Her dilemma is shared by hundreds of thousands of Muslim students around the country, except for those enrolled in the dozen or so school districts that recognize one or both of the Eids. These range from Dearborn, Mich., where more than half the 18,500 students are Muslim, to Burlington, Vt., whose 3,600 students include a growing number of African and Middle Eastern immigrants. Several New Jersey districts give one or both of the days off, as well.
After an enthusiastic rally on the steps of City Hall in June, the Coalition for Muslim School Holidays found itself eclipsed by the controversy over the Islamic community center and mosque that planners propose to build blocks from Ground Zero.
But the campaign continues, even as the 2010-11 school year gets underway, said Faiza N. Ali, community affairs director for the New York chapter of the Council on American-Islamic Relations.
New York Mayor Michael Bloomberg should be given credit for defending the right of Muslims to build the Islamic community center, she said, but local Muslims do not want to conflate the Ground Zero issue with Muslim school holidays. "We are not a one-issue-only community."
The City Council voted 50-1 in favor of the holidays last year. In New York, schools must offer a minimum of 180 class days; Bloomberg has said that adding the Eids would require making up days elsewhere, and would create a slippery slope for the city's myriad other groups with their own holidays -- such as for Diwali, Hinduism's autumnal festival of lights.

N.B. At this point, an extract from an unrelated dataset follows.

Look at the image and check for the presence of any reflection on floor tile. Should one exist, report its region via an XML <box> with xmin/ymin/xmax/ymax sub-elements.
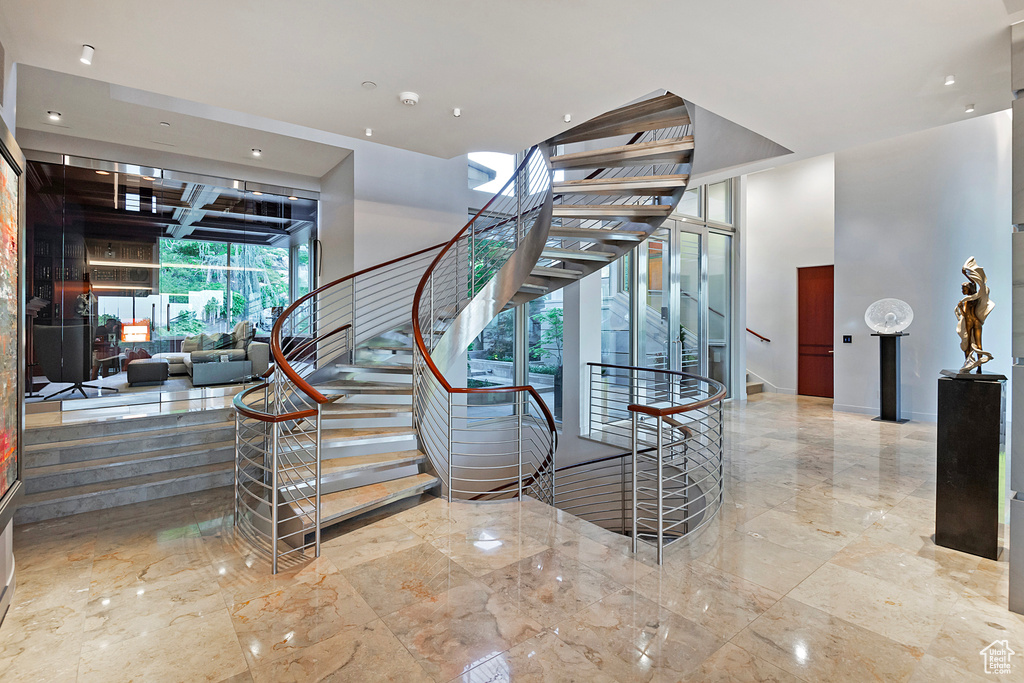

"We want to keep kids in school for more days, not less," explained Jessica Scaperotti, a spokesperson for the mayor's office, who said the holidays haven't budged since the 1978 addition of Martin Luther King Jr. Day. "The city is not going to add any more days off."
But the Islamic calendar rotates, putting only five of the next 24 Eids on a planned school day. The Department of Education has the flexibility to add another day or two to the academic calendar once in a while, Ali argues, noting that officials had considered rescheduling the first day of school this year due to the early Rosh Hashana observance.
Officials from districts that have added the Eids said they were convinced to do so after their absence rates doubled or tripled on those days.
"When those numbers get to a point where it's inefficient to continue operations, when it's impacting funding, then it became part of the discussion," said David Mustonen, spokesman for the Dearborn district, which added the Eids eight years ago.
Last Eid al-Fitr, about 70 of Burlington High School's 1,100 students stayed home, which is "a significant number for us," explained Jeanne Collins, Burlington's superintendent.
But with more than a million students from hundreds of ethnic and religious backgrounds, New York City's massive school system doesn't have such a clear line in the sand.
The 2002 Columbia University Muslims in NYC Project estimated that about 100,000 pupils are Muslim -- about 12 percent of the student body -- but the Department of Education only tracks racial demographics.
The addition of the Jewish high holy days was prompted by staff demographics as well as students; the coalition has not yet determined how many of the city's educators are Muslim, or how Eid attendance rates historically compared to other school days.
Encouraging Muslim students and staff to stay home on the holidays and keeping track of the absent rate every year, rather than rallying on the steps of City Hall, may be a more effective strategy, especially if the anti-Muslim sentiment over the Park51 project worsens, some coalition members privately argue.
But, it means that teenagers like Choudhury would have to risk falling behind in their studies, especially if their teachers aren't flexible about rescheduling lessons and exams.
If she had to do it again, her cousin Rebecca Chowdhury, now a sophomore at Ohio's Kenyon College, said she would have celebrated properly, rather than worrying that she couldn't afford to miss a day of Stuyvesant, one of the city's most competitive high schools.
"I had to choose between doing well in school and celebrating an important holiday with my family," she said. "My parents understood, but it was a big disappointment. Now, I'm too far away and it's too expensive to go home."